Silvia entró sin tocar la puerta. Vestida con una impecable y llamativa blusa verde esmeralda que resaltaba su aura de autoridad, se paró frente al inmenso escritorio de roble. Su postura era la de un general que acaba de ganar la guerra. Llevaba meses conspirando en las sombras, manipulando informes de rendimiento y sobornando a la mitad de la junta directiva para lograr un solo objetivo: destituir al hombre que fundó la empresa.
Sentado al otro lado del escritorio, con las mangas de su camisa azul claro arremangadas y una expresión indescifrable, estaba Marcos. No parecía un hombre que acabara de perderlo todo, aunque los documentos esparcidos frente a él dictaban lo contrario.
Silvia lo miró desde arriba, esbozando una sonrisa cargada de superioridad y veneno.
—Se acabó, Marcos —declaró ella, apoyando una mano sobre el borde del escritorio, saboreando cada sílaba—. La votación de emergencia terminó hace diez minutos. La junta te ha destituido unánimemente por negligencia financiera. A partir de este momento, yo soy la nueva Directora Ejecutiva. Tienes media hora para meter tus cosas en una caja y largarte de mi oficina.
Silvia esperaba gritos.

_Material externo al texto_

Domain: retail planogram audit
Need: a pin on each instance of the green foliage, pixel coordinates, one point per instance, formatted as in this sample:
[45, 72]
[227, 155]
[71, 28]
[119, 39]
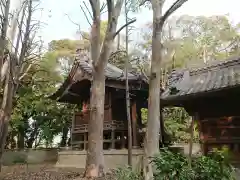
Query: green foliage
[175, 166]
[126, 173]
[177, 123]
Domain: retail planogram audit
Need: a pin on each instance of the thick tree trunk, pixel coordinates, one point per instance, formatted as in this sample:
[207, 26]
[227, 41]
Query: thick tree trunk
[21, 142]
[6, 109]
[63, 142]
[152, 135]
[95, 164]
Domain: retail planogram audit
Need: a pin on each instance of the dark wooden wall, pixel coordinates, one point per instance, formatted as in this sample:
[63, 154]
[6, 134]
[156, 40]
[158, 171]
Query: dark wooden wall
[221, 132]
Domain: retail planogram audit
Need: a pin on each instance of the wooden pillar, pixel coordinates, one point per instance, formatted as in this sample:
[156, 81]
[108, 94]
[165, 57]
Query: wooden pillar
[72, 129]
[85, 141]
[113, 139]
[110, 105]
[191, 138]
[134, 123]
[201, 136]
[122, 140]
[161, 127]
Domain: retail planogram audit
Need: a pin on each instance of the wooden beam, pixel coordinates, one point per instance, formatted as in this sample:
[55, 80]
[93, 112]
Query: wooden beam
[191, 139]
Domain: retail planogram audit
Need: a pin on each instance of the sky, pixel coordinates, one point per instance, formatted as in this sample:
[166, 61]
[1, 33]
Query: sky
[59, 26]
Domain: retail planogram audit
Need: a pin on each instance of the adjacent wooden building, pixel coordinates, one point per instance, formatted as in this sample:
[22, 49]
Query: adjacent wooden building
[211, 95]
[76, 89]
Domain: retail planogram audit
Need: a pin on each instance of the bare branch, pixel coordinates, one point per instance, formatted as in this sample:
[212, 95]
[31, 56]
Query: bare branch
[143, 2]
[79, 28]
[93, 6]
[103, 7]
[26, 72]
[85, 14]
[121, 28]
[84, 3]
[177, 4]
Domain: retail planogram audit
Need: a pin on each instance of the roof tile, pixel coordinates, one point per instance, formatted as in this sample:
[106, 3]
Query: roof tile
[214, 77]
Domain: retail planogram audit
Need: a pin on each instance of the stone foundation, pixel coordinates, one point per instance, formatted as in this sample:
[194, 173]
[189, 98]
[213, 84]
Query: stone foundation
[112, 158]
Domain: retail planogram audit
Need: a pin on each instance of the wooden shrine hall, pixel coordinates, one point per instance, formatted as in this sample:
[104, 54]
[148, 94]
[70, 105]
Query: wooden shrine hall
[76, 90]
[211, 95]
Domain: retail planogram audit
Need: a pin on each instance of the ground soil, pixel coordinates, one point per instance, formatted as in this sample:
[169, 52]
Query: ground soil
[42, 172]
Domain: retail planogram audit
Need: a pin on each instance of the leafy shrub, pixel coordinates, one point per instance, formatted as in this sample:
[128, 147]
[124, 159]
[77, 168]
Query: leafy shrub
[20, 159]
[175, 166]
[172, 166]
[126, 173]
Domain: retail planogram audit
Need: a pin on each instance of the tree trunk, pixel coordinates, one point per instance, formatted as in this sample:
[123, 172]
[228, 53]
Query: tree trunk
[63, 142]
[6, 109]
[20, 142]
[153, 123]
[95, 164]
[128, 106]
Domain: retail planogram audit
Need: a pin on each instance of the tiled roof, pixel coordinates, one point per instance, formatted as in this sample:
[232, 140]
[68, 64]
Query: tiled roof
[210, 78]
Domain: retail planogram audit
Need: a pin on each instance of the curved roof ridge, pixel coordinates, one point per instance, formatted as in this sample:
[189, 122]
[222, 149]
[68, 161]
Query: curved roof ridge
[219, 65]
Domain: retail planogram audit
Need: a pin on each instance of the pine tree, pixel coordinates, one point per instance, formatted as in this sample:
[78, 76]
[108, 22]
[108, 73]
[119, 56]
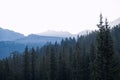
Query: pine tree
[104, 61]
[33, 55]
[52, 64]
[27, 73]
[92, 63]
[76, 64]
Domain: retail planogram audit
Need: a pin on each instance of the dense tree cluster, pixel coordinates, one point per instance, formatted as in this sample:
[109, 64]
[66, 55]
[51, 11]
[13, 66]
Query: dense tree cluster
[91, 57]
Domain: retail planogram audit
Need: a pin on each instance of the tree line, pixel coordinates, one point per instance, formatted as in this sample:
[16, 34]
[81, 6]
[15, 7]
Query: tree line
[91, 57]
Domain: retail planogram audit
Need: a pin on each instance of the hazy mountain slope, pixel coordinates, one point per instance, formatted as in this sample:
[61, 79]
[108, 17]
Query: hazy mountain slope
[38, 39]
[56, 33]
[8, 35]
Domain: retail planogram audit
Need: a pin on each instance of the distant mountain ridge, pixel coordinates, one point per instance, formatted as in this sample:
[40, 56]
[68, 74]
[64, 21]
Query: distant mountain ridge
[63, 33]
[8, 35]
[56, 33]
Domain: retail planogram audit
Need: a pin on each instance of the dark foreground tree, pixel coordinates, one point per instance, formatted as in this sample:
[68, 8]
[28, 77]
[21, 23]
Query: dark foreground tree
[105, 57]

Esperaba que Marcos golpeara la mesa, que la amenazara con demandas interminables o que, en el mejor de los casos, se desmoronara presa de la humillación. Había soñado con este momento durante cinco años de estar a su sombra.
Sin embargo, Marcos no se inmutó. Lentamente, entrelazó los dedos sobre los documentos esparcidos en su escritorio y levantó la vista para mirarla fijamente a los ojos. Su expresión no era de derrota; era de una calma tan profunda y calculada que a Silvia se le borró la sonrisa por una fracción de segundo.
—Felicidades por tu ascenso, Silvia. Sé lo mucho que trabajaste para apuñalarme por la espalda —respondió Marcos, con una voz baja y sumamente serena—. Eres, oficialmente, la capitana de este barco.
Silvia frunció el ceño. Algo en el tono de su antiguo jefe no encajaba. —No intentes hacerte el digno ahora. Perdiste. Yo me quedo con todo.
—Te quedas con el Grupo Vértice, es cierto —asintió Marcos, separando las manos para empujar una delgada carpeta negra hacia ella—. Lo que tu inmensa ambición no te dejó ver, es que hace tres semanas transferí todas las patentes tecnológicas y los contratos gubernamentales a una nueva empresa subsidiaria… a mi nombre.
El rostro de Silvia comenzó a palidecer. Su mirada bajó instintivamente hacia la carpeta negra, pero no se atrevió a tocarla.
—La empresa que tanto luchaste por robarme hoy es solo una fachada fiscal —continuó Marcos, inclinándose ligeramente hacia adelante, su mirada clavándose en ella como un puñal de hielo—. Esta compañía tiene una deuda oculta de ochenta millones de dólares por evasión de impuestos. Estaba a punto de declararme en bancarrota esta misma tarde para proteger mis activos personales.
El corazón de Silvia dio un vuelco brutal en su pecho. La respiración se le atascó en la garganta.
—Pero como la junta te acaba de nombrar Directora Ejecutiva y firmaste la aceptación del cargo a ciegas… acabas de asumir la responsabilidad legal y penal absoluta de toda la deuda —sentenció Marcos, apoyándose en el respaldo de su silla con la tranquilidad del que acaba de ganar la partida perfecta.
Silvia retrocedió un paso, sintiendo que el piso de la lujosa oficina se abría bajo sus tacones. Sus manos empezaron a temblar.
—No… no puedes hacer eso. Es ilegal… —balbuceó, con la voz quebrada por el terror, dándose cuenta de que su trampa maestra había sido su propia tumba.
—Los agentes federales que acaban de entrar por el vestíbulo principal opinan diferente —susurró Marcos, mirando su reloj—. Deberías sentarte, Silvia. Te espera un día muy largo.